Lee remained ill through the end of the war. He was diagnosed with heart disease, and during his remaining years, was plagued by “bouts of rheumatism.” One evening, while saying grace before dinner, he became aphasic, collapsed and died suddenly, presumably due to a fatal embolus launched from a heart valve damaged by rheumatic fever.
In the Trenches
Despite the heightened frequency of reactive arthritis among troops, the entity was not formally described until WWI. Contrary to popular belief, it was not the disgraced war criminal Hans Reiter, MD, who first reported this syndrome. Instead, we should bestow the honor on two French clinicians, Noel Fiessinger, MD, and Emile Leroy, MD, who described an “oculo-urethral-synovial” syndrome that occasionally developed post dysentery.6 In contrast, Reiter’s description, published several weeks following the French report, was rather brief. A mere two pages, it described a single case of urethral and joint symptoms in an army officer who subsequently developed ocular complaints.7 Most troublesome, however, was Reiter’s erroneous attribution of this illness to a spirochete infection. Until his death in 1969 at the age of 88, Reiter went to great lengths to promote his name and its use to designate the combination of urethral, joint and ocular symptoms.8
The brutality of warfare provided ample opportunity for clinicians to correlate the many traumatic peripheral nerve injuries with specific clinical disorders. These studies were pioneered during the Civil War by the Philadelphia physician, Silas Weir Mitchell, MD. He described the first cases of what he referred to as causalgia and what is now better known as complex regional pain syndrome. During WWI, enormous strides were made in understanding the function of the peripheral nervous system, led by neurologists whose names we recognize: the German, Paul Hoffman, MD, and the Frenchman, Jules Tinel, MD.

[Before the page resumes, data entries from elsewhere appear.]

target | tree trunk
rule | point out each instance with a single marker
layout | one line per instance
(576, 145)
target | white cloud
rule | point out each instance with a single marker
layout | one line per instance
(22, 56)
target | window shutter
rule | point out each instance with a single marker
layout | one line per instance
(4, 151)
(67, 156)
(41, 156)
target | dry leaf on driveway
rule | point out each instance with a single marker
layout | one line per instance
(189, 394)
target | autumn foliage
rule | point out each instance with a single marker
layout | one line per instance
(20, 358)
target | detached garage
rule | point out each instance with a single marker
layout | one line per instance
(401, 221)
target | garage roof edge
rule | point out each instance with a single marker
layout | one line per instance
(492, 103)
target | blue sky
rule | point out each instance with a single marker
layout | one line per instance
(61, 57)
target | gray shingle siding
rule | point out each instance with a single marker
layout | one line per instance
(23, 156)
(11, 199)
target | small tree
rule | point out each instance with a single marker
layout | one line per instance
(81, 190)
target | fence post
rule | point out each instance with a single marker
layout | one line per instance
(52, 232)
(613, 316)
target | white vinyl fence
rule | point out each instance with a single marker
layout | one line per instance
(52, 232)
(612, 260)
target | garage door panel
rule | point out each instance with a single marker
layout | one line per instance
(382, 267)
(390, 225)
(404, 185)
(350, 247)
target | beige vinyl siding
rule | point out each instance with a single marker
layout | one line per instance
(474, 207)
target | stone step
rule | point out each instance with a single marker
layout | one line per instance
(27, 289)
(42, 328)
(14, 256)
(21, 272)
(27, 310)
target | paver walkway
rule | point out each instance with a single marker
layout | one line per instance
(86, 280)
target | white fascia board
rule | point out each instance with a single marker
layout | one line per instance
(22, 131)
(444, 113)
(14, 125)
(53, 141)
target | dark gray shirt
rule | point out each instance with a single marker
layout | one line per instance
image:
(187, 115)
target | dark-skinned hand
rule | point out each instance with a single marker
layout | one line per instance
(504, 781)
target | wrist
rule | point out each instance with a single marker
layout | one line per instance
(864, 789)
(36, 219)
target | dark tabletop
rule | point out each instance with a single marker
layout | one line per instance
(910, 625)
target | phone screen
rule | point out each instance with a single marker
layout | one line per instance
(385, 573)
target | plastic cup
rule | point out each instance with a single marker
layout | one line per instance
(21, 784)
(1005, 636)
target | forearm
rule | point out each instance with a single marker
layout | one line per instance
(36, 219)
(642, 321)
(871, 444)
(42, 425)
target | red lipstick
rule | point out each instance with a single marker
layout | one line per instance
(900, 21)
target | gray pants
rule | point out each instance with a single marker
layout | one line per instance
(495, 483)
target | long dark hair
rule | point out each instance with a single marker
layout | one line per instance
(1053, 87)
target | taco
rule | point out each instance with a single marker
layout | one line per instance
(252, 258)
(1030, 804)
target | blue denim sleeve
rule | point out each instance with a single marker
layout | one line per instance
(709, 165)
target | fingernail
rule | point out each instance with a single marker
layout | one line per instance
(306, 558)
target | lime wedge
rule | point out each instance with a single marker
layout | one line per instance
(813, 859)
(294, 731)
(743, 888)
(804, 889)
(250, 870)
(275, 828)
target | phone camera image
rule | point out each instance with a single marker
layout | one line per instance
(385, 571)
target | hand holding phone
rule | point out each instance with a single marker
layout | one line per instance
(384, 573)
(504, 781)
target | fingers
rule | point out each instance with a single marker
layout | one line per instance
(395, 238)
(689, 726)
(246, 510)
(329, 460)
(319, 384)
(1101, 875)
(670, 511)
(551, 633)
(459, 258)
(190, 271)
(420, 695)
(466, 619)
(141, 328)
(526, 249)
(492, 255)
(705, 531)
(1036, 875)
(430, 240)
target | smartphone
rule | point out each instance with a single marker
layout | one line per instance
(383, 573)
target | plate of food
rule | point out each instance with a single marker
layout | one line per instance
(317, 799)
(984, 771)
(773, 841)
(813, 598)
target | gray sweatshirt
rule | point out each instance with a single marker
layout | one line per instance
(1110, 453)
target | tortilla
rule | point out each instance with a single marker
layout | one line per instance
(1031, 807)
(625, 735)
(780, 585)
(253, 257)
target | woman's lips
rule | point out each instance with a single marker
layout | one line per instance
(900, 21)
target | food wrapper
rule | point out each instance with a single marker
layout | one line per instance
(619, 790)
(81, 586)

Not all neurologic insights were gained through the study of war injuries. Two other French clinicians, Georges Guillain, MD, and Jean-Alexandre Barré, MD, described a few unusual cases of paresthesias, progressive weakness and gait difficulties in French soldiers who had been admitted to a military hospital.9 They accurately distinguished this condition from the more common form of paralysis during that era, poliomyelitis, and believed that it carried a highly favorable prognosis. Curiously, a short time later, the eminent American neurosurgeon, Harvey Cushing, MD, who served with the American Expeditionary Force in France, was briefly stricken with Guillain-Barré syndrome himself. Cushing observed:9
Something has happened to my hind legs and I wobble like a tabetic and can’t feel the floor when I unsteadily get up in the morning.